2. Use your birthday simulation R function to estimate the probability that two or more students of the Statistical computing class have the same Birthday for various class sizes. Make use of Tables and/or Figures to present your results.

class_sizes <- 5:200
same_birthday <- sapply(class_sizes, function(n) birth_day_exp(n = n, number_groups = 1000))

results <- data.frame(n = class_sizes, same = same_birthday)

line_plot <- results %>% 
  plot_ly(type = 'scatter', mode = 'lines',
          x = ~n, 
          y = ~same, name = 'Same Birthday', line = list(color = '#009933')) %>%
  layout(title = 'Probability of at least 2 students having the same birthday',
         xaxis = list(title = 'Class size', showgrid = T),
         yaxis = list(title = 'Probability', showgrid = T)
  )

line_plot

3. Give the analytical solution to the Birthday problem assuming n = 40 and compare the analytical result to the result obtained from your Monte Carlo simulation experiment.

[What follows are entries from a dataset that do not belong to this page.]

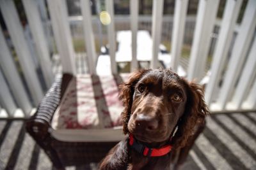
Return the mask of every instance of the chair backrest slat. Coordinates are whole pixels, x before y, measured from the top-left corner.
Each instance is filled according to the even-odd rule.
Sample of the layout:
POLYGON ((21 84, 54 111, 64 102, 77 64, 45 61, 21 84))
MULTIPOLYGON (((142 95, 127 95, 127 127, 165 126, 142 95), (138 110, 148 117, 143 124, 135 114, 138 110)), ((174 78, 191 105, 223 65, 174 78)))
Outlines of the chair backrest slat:
POLYGON ((256 81, 249 92, 249 95, 244 103, 242 104, 242 108, 248 110, 256 109, 256 81))
POLYGON ((89 1, 81 1, 83 25, 86 49, 88 66, 90 74, 96 74, 96 52, 92 25, 92 14, 89 1))
POLYGON ((220 81, 221 71, 227 57, 241 4, 242 0, 227 1, 219 38, 213 54, 211 78, 205 90, 205 101, 207 103, 212 101, 213 93, 217 90, 218 82, 220 81))
POLYGON ((159 45, 161 35, 162 33, 162 20, 163 0, 153 0, 152 36, 152 57, 150 63, 151 68, 157 68, 159 66, 158 52, 159 52, 159 45), (161 24, 159 24, 161 23, 161 24))
MULTIPOLYGON (((239 81, 236 88, 232 98, 232 104, 235 109, 241 109, 243 101, 245 100, 245 95, 253 83, 253 78, 256 75, 256 36, 252 46, 248 57, 244 65, 239 81)), ((255 94, 256 96, 256 94, 255 94)))
POLYGON ((248 1, 240 29, 236 38, 228 62, 228 69, 224 78, 223 84, 220 89, 218 103, 220 108, 223 109, 230 99, 231 94, 243 64, 246 57, 250 43, 253 38, 256 26, 256 1, 248 1))
POLYGON ((137 60, 137 32, 139 17, 139 1, 130 1, 131 30, 132 31, 132 62, 131 71, 138 68, 137 60))
POLYGON ((66 1, 48 0, 47 3, 62 71, 76 74, 75 52, 68 22, 66 1))
POLYGON ((44 78, 48 88, 53 81, 53 74, 50 60, 50 52, 43 30, 36 2, 34 0, 22 0, 29 27, 34 38, 37 53, 40 62, 40 66, 44 78))
POLYGON ((12 117, 17 107, 12 98, 9 90, 8 85, 5 81, 4 78, 0 70, 0 101, 7 111, 9 117, 12 117))
POLYGON ((108 25, 108 39, 109 45, 109 55, 111 71, 113 74, 117 73, 116 62, 116 38, 115 31, 114 4, 113 0, 106 0, 106 10, 110 15, 111 22, 108 25))
POLYGON ((9 82, 10 89, 15 94, 15 100, 24 111, 28 114, 32 110, 29 97, 19 75, 13 57, 0 27, 0 66, 9 82))
POLYGON ((0 8, 16 50, 29 91, 35 104, 37 104, 43 97, 43 92, 37 78, 36 67, 32 61, 32 57, 35 57, 35 56, 31 55, 13 2, 0 1, 0 8))
POLYGON ((188 0, 176 0, 172 39, 171 67, 177 71, 181 55, 188 0))
POLYGON ((220 0, 200 0, 196 17, 188 78, 202 78, 220 0))

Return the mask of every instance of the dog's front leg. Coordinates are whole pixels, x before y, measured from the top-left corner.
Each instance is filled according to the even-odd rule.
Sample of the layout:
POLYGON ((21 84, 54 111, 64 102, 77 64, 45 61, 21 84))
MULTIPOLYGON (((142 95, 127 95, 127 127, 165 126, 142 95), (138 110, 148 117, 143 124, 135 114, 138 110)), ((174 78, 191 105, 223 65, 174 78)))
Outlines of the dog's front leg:
POLYGON ((99 169, 126 169, 128 164, 127 149, 127 139, 119 142, 101 161, 99 169))

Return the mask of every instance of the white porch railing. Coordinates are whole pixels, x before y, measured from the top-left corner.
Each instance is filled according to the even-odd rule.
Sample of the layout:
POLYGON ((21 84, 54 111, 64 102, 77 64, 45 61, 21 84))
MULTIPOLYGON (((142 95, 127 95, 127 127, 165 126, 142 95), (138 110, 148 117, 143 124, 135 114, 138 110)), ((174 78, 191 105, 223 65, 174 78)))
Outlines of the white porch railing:
MULTIPOLYGON (((153 1, 151 29, 153 45, 150 50, 154 56, 150 60, 150 66, 156 68, 159 66, 157 55, 163 30, 162 21, 164 20, 164 0, 153 1)), ((187 75, 189 80, 196 79, 200 81, 204 77, 204 80, 209 80, 207 81, 205 99, 212 113, 256 110, 256 1, 248 1, 242 22, 237 25, 236 21, 242 2, 242 0, 227 1, 222 20, 218 24, 220 32, 213 52, 209 74, 205 76, 204 70, 211 38, 214 25, 219 23, 219 19, 216 18, 219 1, 199 1, 187 75), (237 36, 233 45, 232 41, 235 32, 237 36), (228 55, 228 51, 231 52, 230 55, 228 55)), ((72 45, 65 1, 48 0, 47 3, 62 70, 76 74, 76 63, 77 62, 76 57, 77 55, 72 45)), ((39 59, 42 71, 36 70, 33 64, 32 59, 35 56, 32 56, 29 52, 13 1, 0 0, 1 13, 16 53, 15 55, 14 50, 8 45, 8 39, 4 36, 5 32, 1 29, 0 117, 2 117, 28 116, 44 96, 45 89, 44 89, 42 84, 49 87, 53 81, 52 56, 50 56, 42 16, 38 11, 38 3, 41 10, 45 10, 46 7, 40 0, 22 0, 22 3, 35 43, 36 57, 39 59), (17 60, 19 60, 20 67, 17 60)), ((130 3, 132 71, 138 67, 137 32, 138 22, 143 17, 138 14, 138 1, 131 0, 130 3)), ((183 37, 186 33, 188 3, 188 0, 176 0, 174 17, 170 16, 173 20, 173 25, 172 32, 170 32, 172 34, 172 41, 170 40, 172 60, 170 65, 167 67, 172 67, 175 71, 180 64, 183 37)), ((86 52, 85 59, 88 73, 95 74, 97 60, 92 26, 95 17, 92 17, 89 0, 81 0, 81 6, 86 52)), ((117 63, 113 1, 106 1, 106 9, 111 18, 110 24, 107 25, 111 70, 113 73, 116 73, 117 63)), ((168 17, 166 16, 164 17, 168 17)))

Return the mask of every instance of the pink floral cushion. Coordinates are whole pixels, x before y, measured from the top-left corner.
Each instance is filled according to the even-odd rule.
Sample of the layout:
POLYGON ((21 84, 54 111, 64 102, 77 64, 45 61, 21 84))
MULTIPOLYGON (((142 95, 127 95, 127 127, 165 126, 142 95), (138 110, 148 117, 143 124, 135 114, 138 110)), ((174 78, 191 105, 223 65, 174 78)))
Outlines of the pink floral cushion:
POLYGON ((128 74, 78 74, 69 83, 54 113, 54 129, 113 128, 122 125, 118 84, 128 74))

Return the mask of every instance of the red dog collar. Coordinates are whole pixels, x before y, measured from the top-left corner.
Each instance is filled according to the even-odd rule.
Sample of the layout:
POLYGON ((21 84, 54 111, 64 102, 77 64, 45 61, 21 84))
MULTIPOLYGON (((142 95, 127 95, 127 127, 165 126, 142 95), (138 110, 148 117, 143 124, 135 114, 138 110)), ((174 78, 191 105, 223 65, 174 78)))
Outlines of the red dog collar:
POLYGON ((142 153, 145 157, 161 157, 168 153, 171 150, 172 146, 167 145, 160 148, 149 148, 143 145, 138 142, 133 137, 132 134, 129 136, 129 144, 138 152, 142 153))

Probability of no couple of people having the same birthday:

\[ \dfrac{365 \times 364 \times 363... \times 326}{365^{40}}=0.1087682 \]

Probability of at least 2 people having the same birthday:

\[ 1 - 0.1087682 = 0.8912318 \]

Comparison: The results obtained from analytical solution and simulation are the same (\(\approx 0.89\)).